More than 60,000 homeowners fall 90 days behind on repayments
Published 15/06/2011 | 05:00
THE number of homeowners who are three months or more behind on their mortgage repayments has jumped to 60,000.
Ratings agency Moody's released statistics yesterday showing 7.62pc of the home loans that have been sold off to investors are now 90 days or more in arrears.
If this figure is applied across the entire 782,427 mortgages in the market, it means just short of 60,000 homeowners are now three or more months behind on their repayments.
Figures from the Central Bank last month put the number of homeowners in arrears in the three months to March at just shy of 50,000, or 6.3pc of all mortgages.
Now Moody's has produced figures for April showing the percentage in arrears has gone up from 6.65pc in February.

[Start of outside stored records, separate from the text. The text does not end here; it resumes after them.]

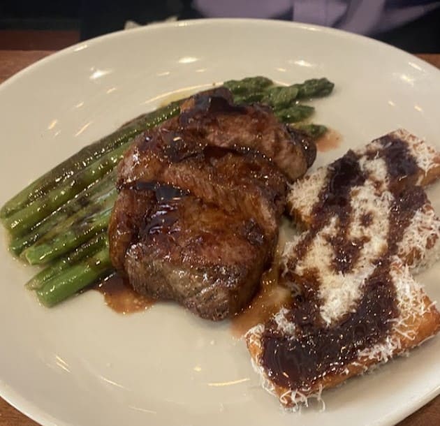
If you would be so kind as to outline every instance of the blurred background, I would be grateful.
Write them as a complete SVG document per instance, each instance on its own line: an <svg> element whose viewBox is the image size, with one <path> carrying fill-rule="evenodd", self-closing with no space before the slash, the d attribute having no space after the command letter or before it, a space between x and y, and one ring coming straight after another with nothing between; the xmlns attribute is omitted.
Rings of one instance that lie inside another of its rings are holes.
<svg viewBox="0 0 440 426"><path fill-rule="evenodd" d="M0 0L0 50L58 50L131 22L204 17L311 22L440 52L440 1L432 0Z"/></svg>

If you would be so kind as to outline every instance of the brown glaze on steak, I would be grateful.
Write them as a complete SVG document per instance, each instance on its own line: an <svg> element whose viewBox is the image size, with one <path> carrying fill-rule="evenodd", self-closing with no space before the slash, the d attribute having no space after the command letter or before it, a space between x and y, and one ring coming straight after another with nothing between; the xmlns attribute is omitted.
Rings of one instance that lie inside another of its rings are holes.
<svg viewBox="0 0 440 426"><path fill-rule="evenodd" d="M114 266L141 294L212 320L240 311L272 262L288 178L312 162L265 107L215 89L139 136L119 165Z"/></svg>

This means an additional 8,000 mortgage holders fell behind on their payments between February and April.
However, the Central Bank pointed out that the number of repossessions remained low at just 140 in the first three months of this year, while the majority of people were managing to repay their mortgages.
Moody's said the numbers in arrears for a year or more had also jumped.

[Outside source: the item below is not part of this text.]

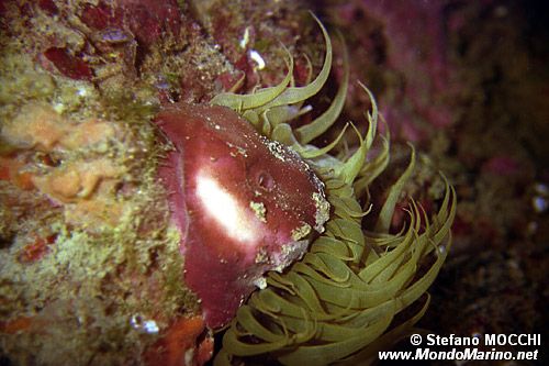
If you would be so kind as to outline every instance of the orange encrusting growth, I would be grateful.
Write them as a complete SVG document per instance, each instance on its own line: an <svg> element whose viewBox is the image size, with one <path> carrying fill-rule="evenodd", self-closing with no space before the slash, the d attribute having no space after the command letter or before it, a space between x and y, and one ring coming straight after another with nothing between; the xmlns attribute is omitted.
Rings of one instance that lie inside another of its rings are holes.
<svg viewBox="0 0 549 366"><path fill-rule="evenodd" d="M212 339L198 342L204 329L202 317L177 320L166 335L145 352L146 365L203 365L213 353Z"/></svg>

There are 18,621 homeowners who are a year or more behind on their repayments. People who are a year or more behind on their repayments are at risk of losing their homes.
The Central Bank has told lenders to wait a year before taking legal action to repossess a house when a homeowner falls into arrears and fails to engage with the lender.

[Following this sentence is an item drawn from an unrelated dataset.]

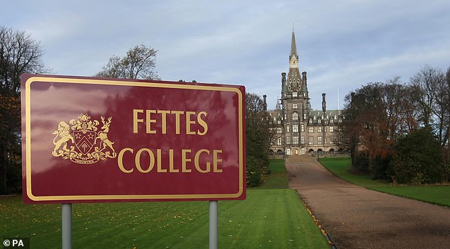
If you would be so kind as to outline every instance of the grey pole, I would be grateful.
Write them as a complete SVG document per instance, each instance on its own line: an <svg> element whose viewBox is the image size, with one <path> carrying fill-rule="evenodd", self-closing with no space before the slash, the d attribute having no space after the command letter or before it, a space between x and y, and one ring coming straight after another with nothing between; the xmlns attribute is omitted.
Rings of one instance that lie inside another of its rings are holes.
<svg viewBox="0 0 450 249"><path fill-rule="evenodd" d="M72 204L61 206L62 249L72 249Z"/></svg>
<svg viewBox="0 0 450 249"><path fill-rule="evenodd" d="M209 249L217 249L217 201L209 201Z"/></svg>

A research note from Moody's said it regarded mortgage accounts that were 360 days in arrears as a proxy for defaults.
And it said the outlook for residential mortgages was negative. This was due to rising unemployment, which was pushing borrowers into arrears.
"Irish unemployment rates will increase to 14.4pc in 2011 from 13.5pc in 2010," Moody's said.
"Falling house prices will increase the size of losses on defaulted mortgages. House prices have already fallen by 40pc between September 2007 and March 2011."
However, the agency took heart from the fact that an auction of distressed residential properties in April saw prices that were 60pc below the peak of the housing market.
"Although the sale underlines the severity of the housing market correction, we also see this as an indication of genuine demand from buyers for the first time in over four years and a potential floor in house prices," Moody's said.
Lenders were told last week by the Central Bank to have new rules in place for dealing with people in arrears by the end of this month.